Detection of sgRNA via SHERLOCK as Potential CRISPR Related Gene Doping Control Strategy.

Apprehensions about gene doping have grown consistently due to advancements in gene engineering techniques, particularly with the emergence of clustered regularly interspaced short palindromic repeats/CRISPR-associated (CRISPR/Cas)-based tools. These tools not only provide unprecedented possibilities for illicit performance enhancement by athletes but also offer new avenues for the detection of gene doping through biosensing of nucleic acids. Hence, pursuing on a previous study, an analytical method based on reverse transcriptase-recombinase polymerase amplification (RT-RPA) and subsequent qualitative nucleic acid detection by means of Specific High Sensitive Enzymatic Reporter UnLOCKing (SHERLOCK) was optimized for the direct detection of sgRNA associated with Streptococcus pyogenes in serum. Detection device, assay parameters, and sample handling were adjusted, to overcome previously determined assay limitations. The conducted method characterization confirmed the methods' specificity and increased detection sensitivity from 100 pM to 1 fM sgRNA in 100 µL of serum. Furthermore, reanalysis of in vivo mouse administration samples collected in a previous proof-of-concept study was conducted with successful identification of sgRNA in all anticipated postadministration samples within the 24-h collection period. Those findings support the applicability of the refined analytical procedure for the detection of illegal doping attempts via ribonucleoprotein-based CRISPR/Cas application through sgRNA identification, offering a new potential doping control strategy for CRISPR related gene doping.

How to detect CRISPR with CRISPR - employing SHERLOCK for doping control purposes.

The clustered regularly interspaced short palindromic repeats/CRISPR-associated (CRISPR/Cas) tool kit constitutes one of today's most frequently used gene editing techniques. Editing of virtually any DNA sequence can be realised, due to the quickly progressing research into different Cas effectors and their ever-expanding range of targets. Moreover, the simplicity and cost-effectiveness of those CRISPR tools can, unfortunately, also facilitate the illicit utilisation of CRISPR/Cas in order to achieve performance enhancements amongst athletes. Consequently, there is an urgent need for the direct detection of illegally applied CRISPR/Cas methods in doping control samples, for which a promising strategy is presented herein employing Specific High Sensitive Enzymatic Reporter UnLOCKing (SHERLOCK) for targeted nucleic acid detection. An analytical method was developed that enables the detection of sgRNA associated with Cas9 from Streptococcus pyogenes (SpCas9) in serum samples by means of reverse transcriptase-recombinase polymerase amplification (RT-RPA) and subsequent qualitative nucleic acid detection via SHERLOCK in combination with a complementary gel-based screening procedure in order to uncover doping attempts with lipid mediated CRISPR ribonucleoprotein (RNP) complexes. Initial qualitative method characterisation confirmed the specificity of both procedures and established a detection sensitivity of 10 nM uncomplexed target sequence and 100 pM sgRNA in the form of RNP complexes. Furthermore, a proof-of-concept in vivo adimistration study simulating a hypothetical gene doping scenario employing a mouse model revealed a detection window of 8 h after intravenous injection, supporting the principal applicability of the test strategy to authentic doping control samples in the future.
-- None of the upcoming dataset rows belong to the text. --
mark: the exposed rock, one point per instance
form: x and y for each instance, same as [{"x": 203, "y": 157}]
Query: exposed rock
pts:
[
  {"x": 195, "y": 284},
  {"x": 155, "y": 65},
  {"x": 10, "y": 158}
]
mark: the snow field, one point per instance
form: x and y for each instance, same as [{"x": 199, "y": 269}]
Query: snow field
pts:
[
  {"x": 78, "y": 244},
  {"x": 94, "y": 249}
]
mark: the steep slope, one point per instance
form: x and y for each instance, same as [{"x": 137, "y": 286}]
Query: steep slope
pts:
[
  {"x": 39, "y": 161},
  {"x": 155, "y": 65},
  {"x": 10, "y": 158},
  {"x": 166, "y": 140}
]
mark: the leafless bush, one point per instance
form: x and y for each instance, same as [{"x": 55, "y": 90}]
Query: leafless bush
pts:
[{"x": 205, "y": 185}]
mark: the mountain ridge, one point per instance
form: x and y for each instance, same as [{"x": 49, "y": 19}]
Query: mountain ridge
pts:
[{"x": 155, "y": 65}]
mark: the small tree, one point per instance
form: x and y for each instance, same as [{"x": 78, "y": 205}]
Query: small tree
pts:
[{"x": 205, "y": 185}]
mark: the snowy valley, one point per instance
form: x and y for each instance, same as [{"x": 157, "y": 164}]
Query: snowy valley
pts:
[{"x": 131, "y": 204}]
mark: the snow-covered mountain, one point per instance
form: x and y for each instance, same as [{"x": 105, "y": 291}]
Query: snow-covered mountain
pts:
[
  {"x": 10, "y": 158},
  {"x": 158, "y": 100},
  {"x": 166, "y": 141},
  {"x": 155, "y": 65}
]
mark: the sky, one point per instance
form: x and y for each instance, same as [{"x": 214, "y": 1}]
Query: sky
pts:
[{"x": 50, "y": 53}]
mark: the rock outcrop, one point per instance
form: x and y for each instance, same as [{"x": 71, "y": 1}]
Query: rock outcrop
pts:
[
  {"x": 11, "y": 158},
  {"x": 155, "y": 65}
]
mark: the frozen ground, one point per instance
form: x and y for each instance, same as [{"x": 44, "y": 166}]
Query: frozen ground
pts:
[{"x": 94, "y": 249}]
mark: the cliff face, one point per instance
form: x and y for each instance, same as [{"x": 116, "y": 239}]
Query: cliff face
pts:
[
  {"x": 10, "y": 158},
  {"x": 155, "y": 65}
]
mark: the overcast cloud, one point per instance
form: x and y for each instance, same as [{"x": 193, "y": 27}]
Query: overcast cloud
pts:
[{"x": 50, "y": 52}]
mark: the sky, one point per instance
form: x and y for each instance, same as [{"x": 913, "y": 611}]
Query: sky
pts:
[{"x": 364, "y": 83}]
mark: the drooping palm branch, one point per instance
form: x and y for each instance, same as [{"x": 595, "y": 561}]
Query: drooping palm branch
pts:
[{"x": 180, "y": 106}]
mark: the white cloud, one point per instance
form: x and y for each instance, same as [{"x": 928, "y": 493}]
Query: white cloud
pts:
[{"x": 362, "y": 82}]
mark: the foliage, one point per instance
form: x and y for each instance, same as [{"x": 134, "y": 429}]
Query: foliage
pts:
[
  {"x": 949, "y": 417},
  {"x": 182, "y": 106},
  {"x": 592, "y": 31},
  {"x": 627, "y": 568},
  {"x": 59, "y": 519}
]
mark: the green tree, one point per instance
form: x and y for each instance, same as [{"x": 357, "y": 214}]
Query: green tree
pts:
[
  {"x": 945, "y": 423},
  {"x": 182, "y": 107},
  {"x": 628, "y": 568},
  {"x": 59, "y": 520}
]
First Steps toward Uncovering Gene Doping with CRISPR/Cas by Identifying SpCas9 in Plasma via HPLC-HRMS/MS.

The discovery of the clustered regularly interspaced short palindromic repeats/CRISPR-associated (CRISPR/Cas) system as a programmable, RNA-guided endonuclease has revolutionized the utilization of gene technology. Because it enables the precise modification of any desired DNA sequence and surpasses all hitherto existing alternatives for gene editing in many ways, it is one of the most frequently used tools for genome editing. However, these advantages also potentially facilitate the illicit use of the CRISPR/Cas system in order to achieve performance-enhancing effects in sporting competitions. This abuse is classified as gene doping, which is banned in sports according to the Prohibited List of the World Anti-Doping Agency (WADA). Therefore, there is a pressing need for an adequate analytical method to detect the misuse of the CRISPR/Cas system by athletes. Hence, the first aim accomplished with this study was the identification of the exogenous protein Cas9 from the bacterium Streptococcus pyogenes (SpCas9) in plasma samples by means of a bottom-up analytical approach via immunoaffinity purification, tryptic digestion, and subsequent detection by HPLC-HRMS/MS. A qualitative method validation was conducted with three specific peptides allowing for a limit of detection of 25 ng/mL. Additionally, it was shown that the developed method is also applicable to the detection of (illicit) gene regulation through the identification of catalytically inactive Cas9. A proof-of-concept administration study employing an in vivo mouse model revealed a detection window of SpCas9 for up to 8 h post administration, confirming the suitability of the test strategy for the analysis of authentic doping control samples.